VC, Angel or Bootstrap: We’re bootstrapping for now, but will likely raise soon. Bootstrapping is great for maximizing flexibility while you explore a domain and hone in on what you should be building. And we’ve done that. We’ve got a really great beta going with hundreds of users who have allowed us to validate (and reject!) many of our hypotheses. We’ve built a solid foundation and we’re now at a point where we’re ready to fuel up the rocketship. Raising money is great for that, so it’s the next logical step for us.

Our ‘secret sauce’ is: Execution. James and I can (and often do) run circles around much larger teams.

The smartest move we’ve made so far: Deciding to go cross-platform from the start. It’s 2018. You shouldn’t build a social network that excludes half of the participants from day one. This choice makes Banter the easiest way for listeners to share podcasts with anyone, regardless of which phone they use.

The biggest mistake we’ve made so far: Deciding to go cross-platform from the start. Even with all of the modern tooling at our disposal, it’s still a lot of work.

Sharing thoughts on podcasts using Banter. (Banter Photo)

Would you rather have Gates, Zuckerberg or Bezos in your corner: Gates is busy saving the world, so I don’t want to interrupt him from doing that. Bezos has proven himself quite savvy with media (Audible, Prime Video and Twitch, to name a few) and I’ve personally witnessed his incredible clarity of thought. Most importantly, he bans PowerPoint in meetings, which is how I know that this is a guy who has his head on straight. Bezos would be my pick, but if Zuckerburg ever tries to acquire us, I’ll deny that I said that.

Our favorite team-building activity is: Sharing a meal together. Breaking bread is a great way to change the scenery, unwind and catch up on life.

The biggest thing we look for when hiring is: Will this person take pride in their work? Sure, we want brilliant people who are passionate about podcasts, but at our size we don’t have time to micromanage.
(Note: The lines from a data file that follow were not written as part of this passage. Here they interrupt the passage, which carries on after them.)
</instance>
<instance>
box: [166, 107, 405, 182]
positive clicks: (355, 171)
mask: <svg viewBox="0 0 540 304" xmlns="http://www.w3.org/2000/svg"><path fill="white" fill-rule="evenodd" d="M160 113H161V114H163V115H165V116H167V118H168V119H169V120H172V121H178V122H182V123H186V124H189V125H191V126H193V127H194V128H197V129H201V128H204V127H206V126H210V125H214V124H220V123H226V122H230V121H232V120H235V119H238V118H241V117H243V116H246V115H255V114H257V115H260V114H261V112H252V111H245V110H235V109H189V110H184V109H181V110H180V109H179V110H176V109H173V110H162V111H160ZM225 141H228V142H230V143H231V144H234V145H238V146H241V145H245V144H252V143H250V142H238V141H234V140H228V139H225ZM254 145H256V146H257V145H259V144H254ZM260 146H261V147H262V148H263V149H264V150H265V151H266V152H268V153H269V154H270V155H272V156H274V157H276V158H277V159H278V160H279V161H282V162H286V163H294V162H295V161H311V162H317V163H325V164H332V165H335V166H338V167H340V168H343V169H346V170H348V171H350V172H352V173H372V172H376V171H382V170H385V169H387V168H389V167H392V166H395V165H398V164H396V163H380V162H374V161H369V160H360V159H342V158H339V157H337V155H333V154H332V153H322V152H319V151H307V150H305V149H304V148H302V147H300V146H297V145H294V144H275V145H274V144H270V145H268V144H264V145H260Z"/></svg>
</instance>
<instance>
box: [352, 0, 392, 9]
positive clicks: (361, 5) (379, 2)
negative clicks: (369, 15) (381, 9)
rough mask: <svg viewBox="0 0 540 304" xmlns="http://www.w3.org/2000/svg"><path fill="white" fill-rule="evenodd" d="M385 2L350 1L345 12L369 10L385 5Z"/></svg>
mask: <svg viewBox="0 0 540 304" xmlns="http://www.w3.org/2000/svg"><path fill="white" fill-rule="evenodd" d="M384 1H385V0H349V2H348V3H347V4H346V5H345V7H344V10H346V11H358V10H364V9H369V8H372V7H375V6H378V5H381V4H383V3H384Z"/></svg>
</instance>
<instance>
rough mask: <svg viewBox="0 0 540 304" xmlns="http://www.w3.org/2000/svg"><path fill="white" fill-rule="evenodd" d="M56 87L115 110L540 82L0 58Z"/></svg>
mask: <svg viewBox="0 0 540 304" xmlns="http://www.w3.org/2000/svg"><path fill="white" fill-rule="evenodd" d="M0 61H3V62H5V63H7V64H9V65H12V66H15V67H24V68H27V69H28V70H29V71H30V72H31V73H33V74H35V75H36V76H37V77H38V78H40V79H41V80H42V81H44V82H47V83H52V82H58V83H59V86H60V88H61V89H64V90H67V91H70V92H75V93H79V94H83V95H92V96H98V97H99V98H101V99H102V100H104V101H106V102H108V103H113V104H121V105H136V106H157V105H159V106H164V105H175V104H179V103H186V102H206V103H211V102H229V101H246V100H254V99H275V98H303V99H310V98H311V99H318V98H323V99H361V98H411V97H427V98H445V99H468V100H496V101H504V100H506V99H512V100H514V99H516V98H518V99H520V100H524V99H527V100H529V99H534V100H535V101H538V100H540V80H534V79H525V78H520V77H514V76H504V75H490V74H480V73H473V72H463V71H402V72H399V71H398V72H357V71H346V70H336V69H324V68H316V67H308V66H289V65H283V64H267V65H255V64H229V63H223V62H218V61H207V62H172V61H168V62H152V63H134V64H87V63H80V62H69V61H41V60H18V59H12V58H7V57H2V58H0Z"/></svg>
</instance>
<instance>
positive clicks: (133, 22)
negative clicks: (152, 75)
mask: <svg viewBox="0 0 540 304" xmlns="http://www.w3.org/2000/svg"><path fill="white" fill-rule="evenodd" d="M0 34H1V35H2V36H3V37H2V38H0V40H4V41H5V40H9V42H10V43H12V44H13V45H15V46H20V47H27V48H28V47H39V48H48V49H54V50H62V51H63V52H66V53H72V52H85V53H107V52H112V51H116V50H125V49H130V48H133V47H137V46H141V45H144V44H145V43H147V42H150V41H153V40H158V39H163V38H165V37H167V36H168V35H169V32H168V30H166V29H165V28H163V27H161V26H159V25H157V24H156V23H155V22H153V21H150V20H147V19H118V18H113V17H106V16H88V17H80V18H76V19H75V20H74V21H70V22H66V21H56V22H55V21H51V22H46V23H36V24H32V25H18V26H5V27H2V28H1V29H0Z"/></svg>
If you commit to something, we need to trust that you’ll get it done and will push yourself to do it well.

What’s the one piece of advice you’d give to other entrepreneurs just starting out: In all likelihood, the startup you’re creating won’t be around in five years, but the relationships you’ve built and the people you’ve interacted with will be. Be mindful of this. Startups aren’t a one-shot game.